I hope that the willingness of some publishers to allow DRM-free backups is a sign of a trend. Locking content purchases to a specific platform and a specific reader has always seemed like a self-defeating idea. Johnny No-Wanna-Pay will always find a way to get copyrighted content illegally. The rest of the audience isn’t offended by the concept of paying creators for their work — or, at the very least, they think a nice digital storefront like ComiXology.com is much easier, safer and more reliable.

So DRM just creates hassles for people who are inclined to do what’s right. If it creates enough hassles, it drives them to the other side. I rip my purchased DVDs and Blu-rays chiefly because I watch my movies via a home streaming server. But also because the only way to skip past that damn anti-piracy warning at the start of the disc is to bypass the copy protection and convert it to a video file!

ComiXology still thinks that the ComiXology app and its cloud-based storage is the best way to read ComiXology content. I agree. But I like the flexibility. I can shelve epic graphic novels such as “Watchmen” or “Hush” inside my iPad’s iBooks app (which supports PDF), alongside other books that take hours to read.

Or, I can integrate ComiXology purchases into great third-party digital comics reader apps. My one complaint about digital comics is that it’s starting to fall victim to “app creep.” My experience is split across four iPad apps: ComiXology for the hundreds of “new this week” comics I’ve bought since the store opened; Marvel Unlimited, necessary to access Marvel’s exceptional all-you-can-eat subscription library of back issues; Dark Horse, because it’s the only major publisher whose content isn’t available through ComiXology; and Comic Zeal by Bitolithic. That’s my favorite reader for non-DRM comics. Marcus Eisenstoek’s ComicRack is my pick for Android and Windows tablets.

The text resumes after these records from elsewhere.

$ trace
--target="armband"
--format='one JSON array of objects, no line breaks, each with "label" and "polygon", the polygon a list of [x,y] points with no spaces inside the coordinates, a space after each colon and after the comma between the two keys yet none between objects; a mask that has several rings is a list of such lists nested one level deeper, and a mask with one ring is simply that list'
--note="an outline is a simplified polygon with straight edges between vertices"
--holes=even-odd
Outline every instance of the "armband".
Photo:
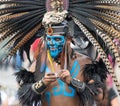
[{"label": "armband", "polygon": [[44,90],[47,88],[47,86],[43,83],[42,80],[37,81],[32,85],[32,90],[36,92],[37,94],[41,94],[44,92]]},{"label": "armband", "polygon": [[83,92],[86,87],[86,84],[84,82],[81,82],[76,78],[72,78],[70,85],[75,87],[79,92]]}]

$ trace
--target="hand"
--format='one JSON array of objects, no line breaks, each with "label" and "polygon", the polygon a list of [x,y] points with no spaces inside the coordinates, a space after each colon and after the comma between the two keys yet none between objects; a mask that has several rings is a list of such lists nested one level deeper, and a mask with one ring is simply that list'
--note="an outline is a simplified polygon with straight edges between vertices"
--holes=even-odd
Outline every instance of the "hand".
[{"label": "hand", "polygon": [[59,75],[59,78],[67,84],[70,84],[72,79],[69,70],[62,70],[61,74]]},{"label": "hand", "polygon": [[57,77],[56,77],[55,73],[47,73],[43,77],[43,83],[45,85],[49,85],[50,83],[56,81],[56,79],[57,79]]}]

I started using Comic Zeal before ComiXology took off. Yes, I used to download comics illegally. But only ones I had already purchased as treeware, and only because ComiXology didn’t exist. T

he app is still important however. These days, I’m almost as likely to buy a self-published comic (via Kickstarter or a creator-owned site) as something from Marvel or DC, so it’s nice that these indie titles get a nice reading experience.

It’d be nice if my comics library were more like my music library. It doesn’t matter where this track came from or how I acquired it: It’s all in the same place and I use the same app to enjoy everything.

ComiXology’s new off-site backup feature isn’t a one-and-done revolution. But it’s certainly a big step forward. We spend hundreds and hundreds of dollars at digital content stores. We ought to be getting stuff “for keeps.” The right to enjoy this stuff in 10 years’ time should be a given. The right to enjoy it through the apps and devices we want is the ideal.